Table 1 Physicochemical properties of amino acids

Compositional index

Compositional index shows the occurrence frequency of amino acids in protein sequences. High frequency indicates the more existence of that amino acid in protein sequences. To compute compositional indices of amino acids, first, we separated TM and non-TM helix segments from each TM protein sequence. TM helix segments are represented by T1 and non-TM helix segments by T2. Then, the occurrence frequency of each amino acid in T1 and T2, respectively, is computed. The compositional index p i for each amino acid is calculated as.

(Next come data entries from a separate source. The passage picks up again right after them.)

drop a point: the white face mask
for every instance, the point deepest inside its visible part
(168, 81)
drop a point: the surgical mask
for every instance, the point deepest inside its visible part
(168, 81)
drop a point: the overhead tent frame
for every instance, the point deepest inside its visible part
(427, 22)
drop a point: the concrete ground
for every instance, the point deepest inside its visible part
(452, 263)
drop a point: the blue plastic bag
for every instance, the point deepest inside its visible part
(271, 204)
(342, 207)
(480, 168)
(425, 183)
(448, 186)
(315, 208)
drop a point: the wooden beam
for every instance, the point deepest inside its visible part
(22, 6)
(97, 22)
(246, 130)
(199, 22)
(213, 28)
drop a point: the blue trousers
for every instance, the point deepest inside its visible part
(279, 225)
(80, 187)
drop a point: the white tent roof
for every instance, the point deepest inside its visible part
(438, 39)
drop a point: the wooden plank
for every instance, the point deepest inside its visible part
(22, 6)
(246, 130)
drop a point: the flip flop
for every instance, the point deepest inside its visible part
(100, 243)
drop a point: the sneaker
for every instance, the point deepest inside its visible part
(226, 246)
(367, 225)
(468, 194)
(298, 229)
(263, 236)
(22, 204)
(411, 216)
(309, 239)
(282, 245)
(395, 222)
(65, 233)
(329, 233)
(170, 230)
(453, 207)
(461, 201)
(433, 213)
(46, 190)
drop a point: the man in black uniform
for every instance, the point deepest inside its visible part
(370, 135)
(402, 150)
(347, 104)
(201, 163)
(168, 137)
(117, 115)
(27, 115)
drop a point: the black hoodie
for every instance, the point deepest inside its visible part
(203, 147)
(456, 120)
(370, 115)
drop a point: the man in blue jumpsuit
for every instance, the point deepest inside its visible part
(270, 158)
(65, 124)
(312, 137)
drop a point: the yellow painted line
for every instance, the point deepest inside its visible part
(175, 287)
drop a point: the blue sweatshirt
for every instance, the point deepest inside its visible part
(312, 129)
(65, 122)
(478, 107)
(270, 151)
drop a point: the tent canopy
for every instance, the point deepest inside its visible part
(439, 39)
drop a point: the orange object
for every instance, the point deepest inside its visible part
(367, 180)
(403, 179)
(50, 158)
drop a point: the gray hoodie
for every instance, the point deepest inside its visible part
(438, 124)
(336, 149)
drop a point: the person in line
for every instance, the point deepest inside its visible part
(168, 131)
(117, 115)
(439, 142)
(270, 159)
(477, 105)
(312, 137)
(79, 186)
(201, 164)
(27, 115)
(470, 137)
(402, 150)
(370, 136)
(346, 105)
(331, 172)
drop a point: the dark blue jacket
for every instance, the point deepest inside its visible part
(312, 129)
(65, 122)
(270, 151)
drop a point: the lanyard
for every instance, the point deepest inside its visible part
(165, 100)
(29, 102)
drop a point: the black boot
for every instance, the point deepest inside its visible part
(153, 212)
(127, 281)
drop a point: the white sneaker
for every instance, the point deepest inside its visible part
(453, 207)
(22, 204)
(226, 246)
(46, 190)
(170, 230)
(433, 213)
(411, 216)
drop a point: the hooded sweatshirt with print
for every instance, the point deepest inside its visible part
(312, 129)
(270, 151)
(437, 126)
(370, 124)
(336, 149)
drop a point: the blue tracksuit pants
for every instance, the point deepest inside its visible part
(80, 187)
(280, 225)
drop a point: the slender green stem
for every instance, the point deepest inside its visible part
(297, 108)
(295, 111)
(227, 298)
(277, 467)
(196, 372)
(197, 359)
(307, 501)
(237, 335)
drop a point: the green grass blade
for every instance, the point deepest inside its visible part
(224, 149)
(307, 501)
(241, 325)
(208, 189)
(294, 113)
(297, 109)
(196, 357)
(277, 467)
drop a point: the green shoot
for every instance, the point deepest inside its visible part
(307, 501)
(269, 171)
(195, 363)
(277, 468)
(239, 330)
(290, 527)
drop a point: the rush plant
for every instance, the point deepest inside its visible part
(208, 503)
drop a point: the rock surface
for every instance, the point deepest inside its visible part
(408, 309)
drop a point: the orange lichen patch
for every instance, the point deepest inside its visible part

$$ p_{i} = - \ln \left( {\frac{{f_{\text{i}}^{non - TM} - f_{\text{i}}^{TM} }}{{f_{i}^{TM} }}} \right) $$
(4)

where \( f_{\text{i}}^{non - TM} \)and \( f_{\text{i}}^{TM} \)indicate occurrence frequencies of amino acid i in T1 and T2 datasets, respectively. Subsequently, each amino acid in the sequence is substituted by the corresponding index value. Recently, Compositional index was effectively exploited for TM helix prediction (Zaki et al. 2011a, b). Zaki et al. improved the concept of DomCut method (Suyama and Ohara 2003) by incorporating the amino acid composition knowledge. The compositional index for a TM protein sequence p, with window size w can be computed as

$$ m_{j}^{w} = \left\{ \begin{array}{*{20}l} \frac{{\sum\nolimits_{i = 1}^{{j + {{\left( {w - 1} \right)} \mathord{\left/ {\vphantom {{\left( {w - 1} \right)} 2}} \right. \kern-0pt} 2}}} {p_{i} } }}{{j + {{\left( {w - 1} \right)} \mathord{\left/ {\vphantom {{\left( {w - 1} \right)} 2}} \right. \kern-0pt} 2}}}& { 1} \le {\text{j}} \le {{\left( {w - 1} \right)} \mathord{\left/ {\vphantom {{\left( {w - 1} \right)} 2}} \right. \kern-0pt} 2} \hfill \\ \frac{{\sum\nolimits_{{i = j - {{\left( {w - 1} \right)} \mathord{\left/ {\vphantom {{\left( {w - 1} \right)} 2}} \right. \kern-0pt} 2}}}^{{j + {{\left( {w - 1} \right)} \mathord{\left/ {\vphantom {{\left( {w - 1} \right)} 2}} \right. \kern-0pt} 2}}} {p_{i} } }}{w} & {{\left( {w - 1} \right)} \mathord{\left/ {\vphantom {{\left( {w - 1} \right)} 2}} \right. \kern-0pt} 2}{\text{ < j}} \le L - {{\left( {w - 1} \right)} \mathord{\left/ {\vphantom {{\left( {w - 1} \right)} 2}} \right. \kern-0pt} 2} \hfill \\ \frac{{\sum\nolimits_{{i = j - {{\left( {w - 1} \right)} \mathord{\left/ {\vphantom {{\left( {w - 1} \right)} 2}} \right. \kern-0pt} 2}}}^{L} {p_{i} } }}{{L - j + 1 + {{\left( {w - 1} \right)} \mathord{\left/ {\vphantom {{\left( {w - 1} \right)} 2}} \right. \kern-0pt} 2}}}&{\text{ L}}-{{\left( {w - 1} \right)} \mathord{\left/ {\vphantom {{\left( {w - 1} \right)} 2}} \right. \kern-0pt} 2}{\text{ < j}} \le L \hfill \\ \end{array} \right. $$
(5)

We choose window size w = 7–25, considering odd size only. The extracted feature vector is thus of size 10-D.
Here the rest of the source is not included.